Logistic Regression Modeling with Cross Validation on Word Frequecy¶

As we have seen from the previous notebook, topic probabilities of reviews do not have good predictive powers of customers’ ratings of restaurants. Thus, in this notebook, we investigate how multinomial logistic regression performs. We will calculate the TF-IDF statistics from the reviews and use them to predict customers’ ratings.

Part 1: load dependencies and read data¶

In [1]:

import pandas as pd
from sklearn.feature_extraction.text import TfidfVectorizer
from sklearn.feature_selection import SelectKBest,chi2
import numpy as np
from sklearn.model_selection import KFold
from sklearn.linear_model import LogisticRegression
import unittest
import matplotlib.pyplot as plt
import re
import scipy.sparse
import random

In [2]:

# set the seed
random.seed(259)

In [3]:

# load the data
review = pd.read_csv("data/reviews.csv")

Part 2: Term Frequency - Inverse Document Frequenc (TF-IDF) Transformation¶

TF-IDF means “Term Frequency - Inverse Document Frequency”. It is a powerful technique to detect important words in a collection of documents. “Term Frequency” (TF) meansures the frequency of word \(w_i\) in document \(d_j\), and the “Inverse Document Frequency” (IDF) measures how much information the word provides, i.e., the frequency of word \(w_i\) in the collection of documents. The TF-IDF value for a word \(w_i\) in document \(d_j\) is positively associated with word frequencies and negatively associated with document frequencies. The math formula for TF-IDF is:

\[TF-IDF(w_i, d_j) = TF(w_i, d_j) \times IDF(w_i)\]

And IDF can be smoothed using the formula:

\[IDF_{smooth}(w_i) = log(\frac{N}{1 + n_i})\]

where \(N\) is the number of documents considered and \(n_i\) is the frequency of \(w_i\) in the all documents considered.

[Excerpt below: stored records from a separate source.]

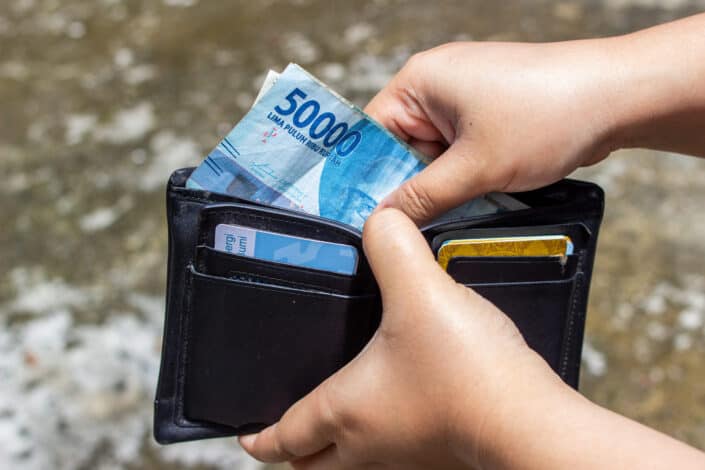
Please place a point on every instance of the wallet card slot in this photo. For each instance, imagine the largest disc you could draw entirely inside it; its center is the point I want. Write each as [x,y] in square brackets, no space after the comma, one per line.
[217,263]
[253,349]
[504,269]
[544,312]
[577,232]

In this project, TF-IDF is used in logistic regression classification. In the following analysis, we did several steps to fit the best logistic regression model:

constructed the TF-IDF matrix,
used \(\chi^2\) independent test to select top \(1,000\) keywords from training set,
computed the TF-IDF values of the \(1,000\) keywords,
splited the whole dataset into training set and validation set using 10-fold cross-valudation,
used the TF-IDF values as covariates, the star values of review (ratings) as responses, to build a logistic regression model in the training set,
tried 3 different tuning parameters respectively,
applied the models built in training set to validation set and obtained the predicted star values for each tuning parameter,
computed the Mean Squared Error (MSE) between true star value and predicted star value in validation set,
and chose the optimal tuning parameters which produces lowest MSE.

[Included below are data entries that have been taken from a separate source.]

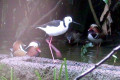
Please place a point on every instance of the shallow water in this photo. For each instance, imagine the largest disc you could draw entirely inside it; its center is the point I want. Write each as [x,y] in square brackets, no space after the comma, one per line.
[74,52]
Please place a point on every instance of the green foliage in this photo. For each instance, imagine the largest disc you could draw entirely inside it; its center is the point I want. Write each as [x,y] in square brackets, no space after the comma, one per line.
[38,75]
[66,72]
[84,48]
[2,78]
[54,73]
[59,78]
[115,58]
[106,1]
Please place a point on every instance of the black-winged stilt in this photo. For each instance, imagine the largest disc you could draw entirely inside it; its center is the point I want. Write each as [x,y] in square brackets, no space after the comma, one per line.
[19,50]
[56,28]
[95,35]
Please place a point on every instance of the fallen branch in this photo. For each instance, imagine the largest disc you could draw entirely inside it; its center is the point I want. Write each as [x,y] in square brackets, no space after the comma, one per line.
[99,63]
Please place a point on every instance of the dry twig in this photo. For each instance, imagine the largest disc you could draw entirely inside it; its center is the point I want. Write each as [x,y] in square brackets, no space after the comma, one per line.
[99,63]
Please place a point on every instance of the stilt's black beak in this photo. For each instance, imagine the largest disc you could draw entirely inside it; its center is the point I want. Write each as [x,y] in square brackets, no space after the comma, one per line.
[77,23]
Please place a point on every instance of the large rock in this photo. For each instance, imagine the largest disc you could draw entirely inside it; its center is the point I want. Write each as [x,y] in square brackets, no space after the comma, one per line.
[24,69]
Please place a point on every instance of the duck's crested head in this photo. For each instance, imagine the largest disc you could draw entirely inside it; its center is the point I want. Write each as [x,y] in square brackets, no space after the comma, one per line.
[34,44]
[68,19]
[17,44]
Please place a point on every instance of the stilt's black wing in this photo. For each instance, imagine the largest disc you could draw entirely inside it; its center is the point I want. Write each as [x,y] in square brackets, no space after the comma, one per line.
[54,23]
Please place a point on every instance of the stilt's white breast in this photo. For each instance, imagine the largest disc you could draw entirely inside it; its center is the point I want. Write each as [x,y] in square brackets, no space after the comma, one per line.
[90,37]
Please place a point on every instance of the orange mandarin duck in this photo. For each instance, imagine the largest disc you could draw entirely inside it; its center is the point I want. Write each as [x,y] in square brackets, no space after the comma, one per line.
[19,50]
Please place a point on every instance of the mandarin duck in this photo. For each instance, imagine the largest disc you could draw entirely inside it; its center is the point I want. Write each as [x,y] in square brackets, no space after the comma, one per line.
[95,34]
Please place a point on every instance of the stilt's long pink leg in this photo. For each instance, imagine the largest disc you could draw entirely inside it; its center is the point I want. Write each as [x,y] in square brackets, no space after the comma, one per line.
[58,53]
[51,48]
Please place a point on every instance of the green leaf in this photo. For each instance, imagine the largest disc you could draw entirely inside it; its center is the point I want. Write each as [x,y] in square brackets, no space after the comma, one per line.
[3,78]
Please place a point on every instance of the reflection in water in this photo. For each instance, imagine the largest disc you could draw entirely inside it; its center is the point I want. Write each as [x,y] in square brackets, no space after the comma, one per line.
[73,52]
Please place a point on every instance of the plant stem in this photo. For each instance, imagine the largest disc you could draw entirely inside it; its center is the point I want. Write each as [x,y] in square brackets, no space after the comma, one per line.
[66,72]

construct the TF-IDF matrix¶

In [4]:

# make raw dataset into the format for TF-idf transformation
star = np.array(review.stars)
text = list(map(lambda x: x[2:-1].replace("\\n","\n"), review.text))
pat = re.compile(r"[^\w\s]")
text_clean = np.array(list(map(lambda x: pat.sub(" ",x).lower(), text)))

# create TF-IDF
vectorizer = TfidfVectorizer(stop_words = "english")
text_features = vectorizer.fit_transform(text_clean)
vocab = vectorizer.get_feature_names()
# save
scipy.sparse.save_npz('result/text_features.npz', text_features)
np.save('result/star', star)

In [5]:

print("Number of observations in the text_features dataset is", text_features.shape[0],
      "\nNumber of covariates in the text_features dataset is", text_features.shape[1])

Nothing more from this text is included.